Color is a crucial element of brand strategy; it is the visual component that consumers remember most about a brand. That’s why color consistency across a brand is so vital. But ensuring repeatable, consistent color across brand packaging can sometimes prove a major challenge—especially when dealing with a range of substrates, package formats, print providers, and printing methods.
In late 2011, that was exactly the challenge faced by Sun Branding Solutions—a U.K.-based global brand life-cycle management agency—when it was asked by Mondelez International to manage the rebranding of its European chewing gum brands Trident, Stimerol, and Hollywood. According to Sun Branding, the refresh was the biggest cross-country branding project embarked upon by Mondelez up until that time.
The master designs for the brands were refreshed by international design agency LPK and were adapted by Sun Branding for more than 700 SKUs across 11 European countries, and across multiple packaging formats and substrates. The Stimerol brand is found in the Nordic countries, while the Hollywood gum brand is sold in France, and Trident in southern European markets such as Greece and Spain.
Says Sun Branding Business Unit Director Sue Thompson, “The scale of this project made it one of the most challenging we have managed for Mondelez, but also the most satisfying.”
Revitalizing the brands
Consistency—in both color and design—was the goal of Mondelez’ refresh of its Trident, Stimerol, and Hollywood brands in Europe and part of its strategy to revitalize the brands. “It was a massive undertaking, but an essential evolution for the brands, to bring them under a common positioning,” says Penny Thomas, Design Technology Project Manager for Mondelez.
This consistency was implemented at different levels of the design, relates Sun Branding Account Director Anne Martinet:
• All three brand logos use the same red “smile” underneath the logotype, printed in P186 (Pantone 186) red.
• Regardless of the brand, the flavors as well as the designs needed to look the same in all regions.

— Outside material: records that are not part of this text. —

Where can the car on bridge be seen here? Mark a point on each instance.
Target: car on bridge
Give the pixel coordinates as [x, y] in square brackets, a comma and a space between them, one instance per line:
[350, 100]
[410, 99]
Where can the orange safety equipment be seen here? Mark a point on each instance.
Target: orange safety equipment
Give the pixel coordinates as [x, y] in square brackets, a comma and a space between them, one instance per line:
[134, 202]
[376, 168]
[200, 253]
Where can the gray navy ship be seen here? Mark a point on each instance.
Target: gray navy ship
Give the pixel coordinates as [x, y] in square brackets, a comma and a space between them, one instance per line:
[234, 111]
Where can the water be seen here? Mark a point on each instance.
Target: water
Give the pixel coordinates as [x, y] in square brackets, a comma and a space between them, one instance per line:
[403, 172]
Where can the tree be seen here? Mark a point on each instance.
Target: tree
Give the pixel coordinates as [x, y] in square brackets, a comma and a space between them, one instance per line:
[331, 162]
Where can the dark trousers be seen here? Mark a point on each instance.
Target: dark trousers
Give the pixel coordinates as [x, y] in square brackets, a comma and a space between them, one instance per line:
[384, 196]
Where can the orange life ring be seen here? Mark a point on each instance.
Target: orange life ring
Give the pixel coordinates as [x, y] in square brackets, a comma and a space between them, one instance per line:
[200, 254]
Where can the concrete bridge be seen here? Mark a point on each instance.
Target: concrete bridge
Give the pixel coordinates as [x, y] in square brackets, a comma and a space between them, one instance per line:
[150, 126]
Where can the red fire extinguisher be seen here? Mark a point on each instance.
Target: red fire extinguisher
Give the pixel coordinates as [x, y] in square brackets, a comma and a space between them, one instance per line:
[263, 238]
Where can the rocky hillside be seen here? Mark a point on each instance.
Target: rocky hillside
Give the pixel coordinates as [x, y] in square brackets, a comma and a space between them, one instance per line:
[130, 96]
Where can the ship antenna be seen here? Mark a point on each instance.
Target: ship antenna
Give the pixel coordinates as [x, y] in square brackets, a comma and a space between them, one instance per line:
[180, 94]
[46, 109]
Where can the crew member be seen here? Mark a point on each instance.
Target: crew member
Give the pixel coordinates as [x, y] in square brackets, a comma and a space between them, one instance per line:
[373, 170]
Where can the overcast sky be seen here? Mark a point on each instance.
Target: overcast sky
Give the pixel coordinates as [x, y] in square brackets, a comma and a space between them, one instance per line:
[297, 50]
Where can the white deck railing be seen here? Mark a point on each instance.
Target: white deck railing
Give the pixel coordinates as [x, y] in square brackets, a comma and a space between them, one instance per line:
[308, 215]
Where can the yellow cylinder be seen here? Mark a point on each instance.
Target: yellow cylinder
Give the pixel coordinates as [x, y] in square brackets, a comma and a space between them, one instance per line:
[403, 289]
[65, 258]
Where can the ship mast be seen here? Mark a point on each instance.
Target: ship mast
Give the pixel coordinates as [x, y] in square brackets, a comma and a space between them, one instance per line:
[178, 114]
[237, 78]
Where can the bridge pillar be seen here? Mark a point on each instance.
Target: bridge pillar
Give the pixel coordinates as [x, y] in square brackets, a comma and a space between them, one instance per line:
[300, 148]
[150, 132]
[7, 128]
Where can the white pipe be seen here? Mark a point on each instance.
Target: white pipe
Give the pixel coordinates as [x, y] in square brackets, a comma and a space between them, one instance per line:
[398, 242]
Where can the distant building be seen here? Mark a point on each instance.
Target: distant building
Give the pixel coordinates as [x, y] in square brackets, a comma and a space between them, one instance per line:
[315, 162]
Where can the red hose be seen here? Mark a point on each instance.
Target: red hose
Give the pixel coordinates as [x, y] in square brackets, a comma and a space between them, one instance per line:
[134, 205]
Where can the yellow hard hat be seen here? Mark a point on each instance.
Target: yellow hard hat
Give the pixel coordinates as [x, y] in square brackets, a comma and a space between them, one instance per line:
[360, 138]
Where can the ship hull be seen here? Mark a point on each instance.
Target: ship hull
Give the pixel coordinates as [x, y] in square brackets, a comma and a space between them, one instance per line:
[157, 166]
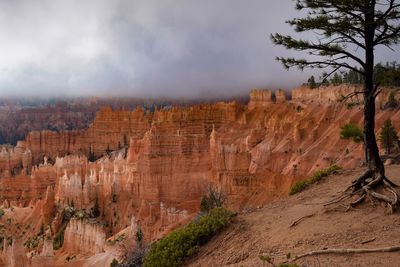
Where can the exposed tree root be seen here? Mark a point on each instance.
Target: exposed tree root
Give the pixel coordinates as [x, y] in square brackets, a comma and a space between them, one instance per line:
[299, 220]
[366, 186]
[345, 251]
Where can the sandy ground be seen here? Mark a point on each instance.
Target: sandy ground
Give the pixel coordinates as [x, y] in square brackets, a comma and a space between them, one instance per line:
[268, 231]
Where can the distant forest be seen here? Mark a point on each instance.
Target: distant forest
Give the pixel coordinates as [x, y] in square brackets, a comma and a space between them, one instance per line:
[387, 75]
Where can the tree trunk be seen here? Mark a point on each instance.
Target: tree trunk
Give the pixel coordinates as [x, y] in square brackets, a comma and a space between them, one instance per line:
[374, 160]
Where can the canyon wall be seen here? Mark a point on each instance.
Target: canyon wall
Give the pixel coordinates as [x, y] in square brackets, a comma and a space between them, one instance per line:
[150, 169]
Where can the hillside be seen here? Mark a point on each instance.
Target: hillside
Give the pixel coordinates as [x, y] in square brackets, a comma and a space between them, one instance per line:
[74, 197]
[268, 231]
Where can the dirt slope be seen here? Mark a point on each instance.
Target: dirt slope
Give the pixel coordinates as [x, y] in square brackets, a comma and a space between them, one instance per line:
[267, 231]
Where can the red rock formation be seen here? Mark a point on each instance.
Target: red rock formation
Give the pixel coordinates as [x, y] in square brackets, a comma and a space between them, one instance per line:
[252, 153]
[82, 237]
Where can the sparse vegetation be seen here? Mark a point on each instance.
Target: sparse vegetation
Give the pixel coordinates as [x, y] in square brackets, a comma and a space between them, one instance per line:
[175, 247]
[298, 187]
[392, 102]
[58, 240]
[118, 239]
[317, 176]
[114, 263]
[352, 131]
[213, 199]
[388, 136]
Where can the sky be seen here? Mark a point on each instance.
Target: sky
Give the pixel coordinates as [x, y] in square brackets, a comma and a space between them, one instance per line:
[144, 48]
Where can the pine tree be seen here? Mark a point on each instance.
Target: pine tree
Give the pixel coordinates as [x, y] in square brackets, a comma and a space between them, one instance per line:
[340, 28]
[392, 102]
[311, 82]
[388, 136]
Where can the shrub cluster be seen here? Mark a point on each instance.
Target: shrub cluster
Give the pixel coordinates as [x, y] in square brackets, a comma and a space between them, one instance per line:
[175, 247]
[318, 175]
[352, 131]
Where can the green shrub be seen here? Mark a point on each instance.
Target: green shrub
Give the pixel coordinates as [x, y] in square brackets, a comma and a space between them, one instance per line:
[288, 265]
[318, 175]
[114, 263]
[58, 240]
[174, 248]
[298, 187]
[214, 199]
[352, 131]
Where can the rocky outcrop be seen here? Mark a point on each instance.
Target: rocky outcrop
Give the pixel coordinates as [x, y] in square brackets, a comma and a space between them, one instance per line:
[330, 94]
[157, 165]
[260, 98]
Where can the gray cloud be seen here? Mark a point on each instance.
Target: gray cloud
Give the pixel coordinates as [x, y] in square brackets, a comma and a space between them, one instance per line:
[146, 48]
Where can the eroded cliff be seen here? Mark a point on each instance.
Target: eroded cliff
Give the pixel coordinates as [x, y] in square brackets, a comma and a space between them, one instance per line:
[150, 169]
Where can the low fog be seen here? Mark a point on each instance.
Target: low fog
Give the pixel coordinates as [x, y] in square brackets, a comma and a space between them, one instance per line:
[144, 48]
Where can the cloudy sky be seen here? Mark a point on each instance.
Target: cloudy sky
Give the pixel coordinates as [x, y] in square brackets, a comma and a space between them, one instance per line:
[145, 48]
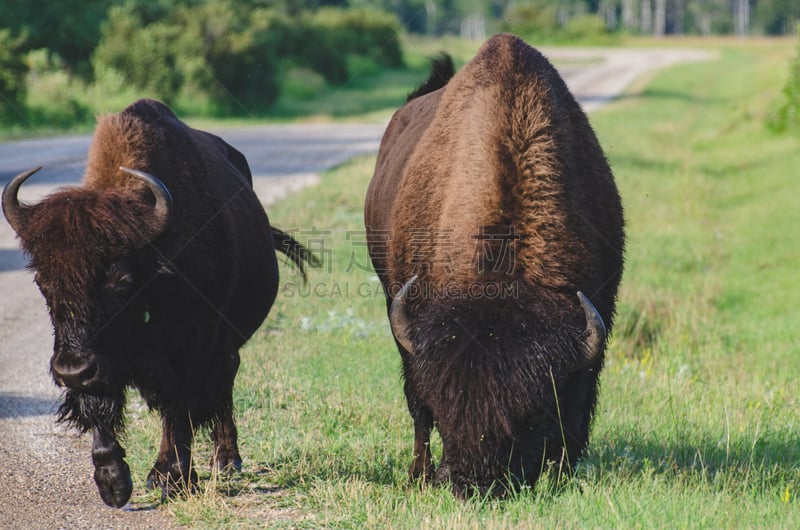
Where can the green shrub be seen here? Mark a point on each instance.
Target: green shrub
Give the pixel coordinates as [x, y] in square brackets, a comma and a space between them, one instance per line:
[788, 117]
[55, 98]
[367, 32]
[144, 55]
[591, 28]
[234, 55]
[12, 78]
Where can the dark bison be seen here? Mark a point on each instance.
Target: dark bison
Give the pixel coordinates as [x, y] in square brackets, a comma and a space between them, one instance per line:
[491, 212]
[152, 282]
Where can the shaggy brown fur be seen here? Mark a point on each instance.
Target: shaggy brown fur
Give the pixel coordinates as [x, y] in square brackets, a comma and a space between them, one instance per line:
[502, 150]
[162, 308]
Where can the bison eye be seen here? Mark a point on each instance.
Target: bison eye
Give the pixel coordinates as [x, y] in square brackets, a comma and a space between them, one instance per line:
[118, 279]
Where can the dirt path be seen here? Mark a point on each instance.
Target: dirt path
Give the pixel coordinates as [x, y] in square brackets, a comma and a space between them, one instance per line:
[45, 471]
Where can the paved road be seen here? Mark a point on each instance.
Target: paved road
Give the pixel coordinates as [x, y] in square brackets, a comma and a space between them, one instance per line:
[45, 471]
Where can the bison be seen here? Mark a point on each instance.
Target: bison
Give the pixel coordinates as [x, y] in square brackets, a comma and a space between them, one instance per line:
[492, 220]
[152, 282]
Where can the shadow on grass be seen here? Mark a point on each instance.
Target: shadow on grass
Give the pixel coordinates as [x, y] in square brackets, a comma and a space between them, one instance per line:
[768, 462]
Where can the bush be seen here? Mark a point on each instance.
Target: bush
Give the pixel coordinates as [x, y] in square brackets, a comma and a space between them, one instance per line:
[213, 50]
[55, 98]
[366, 32]
[144, 55]
[12, 78]
[236, 62]
[328, 40]
[788, 117]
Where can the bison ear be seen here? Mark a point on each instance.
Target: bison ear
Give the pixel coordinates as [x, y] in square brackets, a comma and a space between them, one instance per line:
[594, 336]
[163, 197]
[399, 318]
[12, 209]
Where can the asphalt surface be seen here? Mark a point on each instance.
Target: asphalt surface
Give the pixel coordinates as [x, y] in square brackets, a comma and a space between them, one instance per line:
[45, 470]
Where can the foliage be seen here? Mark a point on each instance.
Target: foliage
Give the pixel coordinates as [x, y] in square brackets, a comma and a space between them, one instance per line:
[69, 28]
[12, 77]
[788, 116]
[56, 98]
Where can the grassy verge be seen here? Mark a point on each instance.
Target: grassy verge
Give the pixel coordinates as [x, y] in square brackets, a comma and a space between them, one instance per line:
[698, 423]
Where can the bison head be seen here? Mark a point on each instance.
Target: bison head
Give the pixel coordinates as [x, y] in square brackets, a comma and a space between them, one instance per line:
[509, 383]
[83, 246]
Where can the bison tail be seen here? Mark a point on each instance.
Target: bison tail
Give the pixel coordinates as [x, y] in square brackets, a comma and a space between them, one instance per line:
[293, 250]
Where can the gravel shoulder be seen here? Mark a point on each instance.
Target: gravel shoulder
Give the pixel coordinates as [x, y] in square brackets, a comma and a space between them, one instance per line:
[45, 470]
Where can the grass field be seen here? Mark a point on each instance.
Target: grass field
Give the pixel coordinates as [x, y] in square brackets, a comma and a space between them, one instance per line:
[699, 417]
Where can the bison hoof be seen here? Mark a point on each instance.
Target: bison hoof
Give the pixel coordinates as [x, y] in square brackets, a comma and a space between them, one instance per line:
[227, 465]
[114, 482]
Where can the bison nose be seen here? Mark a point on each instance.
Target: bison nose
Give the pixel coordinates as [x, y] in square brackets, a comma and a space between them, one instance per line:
[79, 372]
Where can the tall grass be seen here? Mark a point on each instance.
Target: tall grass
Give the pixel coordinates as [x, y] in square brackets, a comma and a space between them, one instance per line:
[699, 416]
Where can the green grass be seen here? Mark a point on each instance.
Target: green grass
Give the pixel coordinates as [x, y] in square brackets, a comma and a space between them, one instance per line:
[699, 417]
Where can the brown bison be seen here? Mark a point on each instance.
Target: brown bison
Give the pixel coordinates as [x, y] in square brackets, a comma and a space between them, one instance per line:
[152, 282]
[491, 211]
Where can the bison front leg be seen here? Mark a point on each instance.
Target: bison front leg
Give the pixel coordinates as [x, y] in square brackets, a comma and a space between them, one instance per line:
[226, 451]
[223, 431]
[173, 471]
[111, 473]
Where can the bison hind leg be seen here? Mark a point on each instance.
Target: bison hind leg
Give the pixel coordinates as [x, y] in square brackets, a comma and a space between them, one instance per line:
[172, 471]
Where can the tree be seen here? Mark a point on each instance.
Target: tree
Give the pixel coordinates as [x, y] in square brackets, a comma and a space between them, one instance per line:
[12, 77]
[69, 28]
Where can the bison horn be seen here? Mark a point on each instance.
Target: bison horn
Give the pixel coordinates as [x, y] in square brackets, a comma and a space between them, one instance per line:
[594, 336]
[399, 319]
[11, 207]
[162, 195]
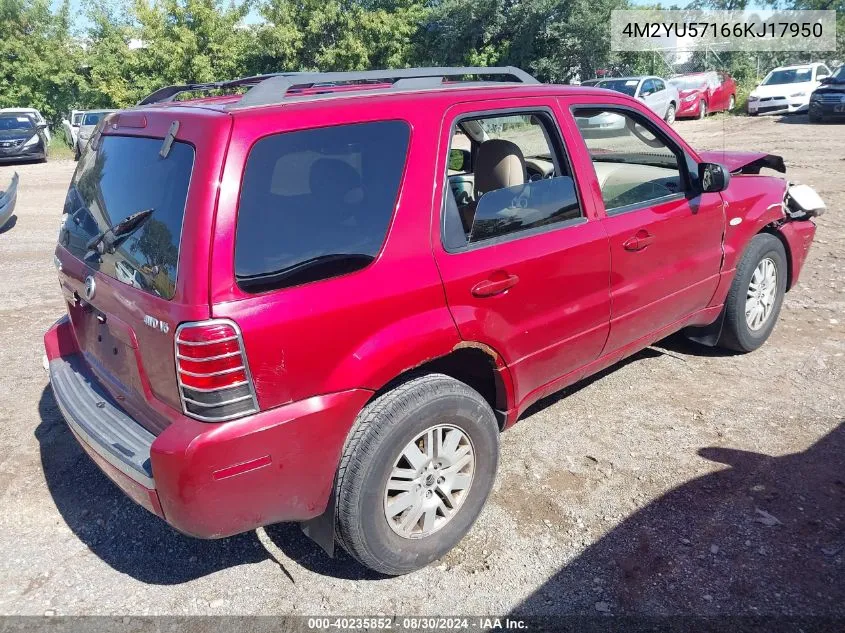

• Color consistency was required across a total of 30 printing machines producing primary packaging, shelf displays, and single and multipack packaging units, using lithographic, flexographic, and rotogravure printing methods across three different substrates. For example, litho and gravure were used for the paperboard packaging, while flexo and gravure were used for various types of film for multipacks. “On top of that,” says Martinet, “the SRPs [shelf-ready packages] had a blue wave on the bottom, half of which were common to all of the ranges, flavors, and brands. This was to help with the identification of products on-shelf, but as not all SRPs were printed by the same printers, we had to ensure consistency.”
At the outset of the project, Martinet says Sun Branding had pre-artwork meetings with LPK to guide them on color and print process restrictions. Once the designs were finalized, Sun Branding created color standards using the PantoneLIVE digital brand color management solution from Pantone for the key colors used in the Mondelez brand logos, SRPs, and major flavors. “All printers were required to create color draw downs that matched our standards, and we validated each draw down before production,” Martinet explains.
She adds that in addition to color standards, Sun Branding made master files that were approved by Mondelez before the rest of the formats were rolled out. All formats were then matched and validated against the approved masters.
One of the most difficult designs to work with was the Senses range of fruit-flavored gums, Martinet shares. “The Senses range was the most challenging due to the complexity of the design vignettes—from green to orange, or purple to pink, and so on,” she says. “We worked closely with LPK to achieve the expected results while keeping the number of colors used to a minimum, to ensure reasonable costs.”
The skill of the print providers was key in achieving the final outcome for all the SKUs, Martinet explains: “We have good relationships with our printers, having worked with them on previous projects. For those that we were working with for the first time, we made sure that we had all their latest and up-to-date specs. Ken Birch, our Print Technologist, attended most of the first print runs in order to help the printers achieve the expected results and offer guidance. This upfront attitude toward the color standards also helped to build relationships with the printers and in turn gave us insight to their press and print results.”
The refreshed Mondelez gum brands rolled out over several months toward the end of 2012. Martinet says the scope of the project provided some significant insights for Sun Branding. “Our key learning has been to engage with the printers at an early stage and carry out the majority of color and masters work upfront before the roll out. Had we not done this, we would not have achieved such consistency. We also had a dedicated team of account managers at Sun Branding Solutions, and in particular one global account manager who managed the masters with the global marketing team and who oversaw the roll out for the brands and formats.
“This is the first pan-European project of this magnitude that we managed for Mondelez, and it is also the first project of this scale that Mondelez embarked on. It has been hugely exciting to be part of this adventure. The success of this project lies in the fact that we managed to create a great working relationship with all parties—LPK, the global Mondelez team in Zurich, Mondelez’ Penny Thomas, and the printers.
Confirms Thomas, “Sun Branding expertly managed expectations of consistency across the brand, packaging, and display units, and we are very pleased with the results.”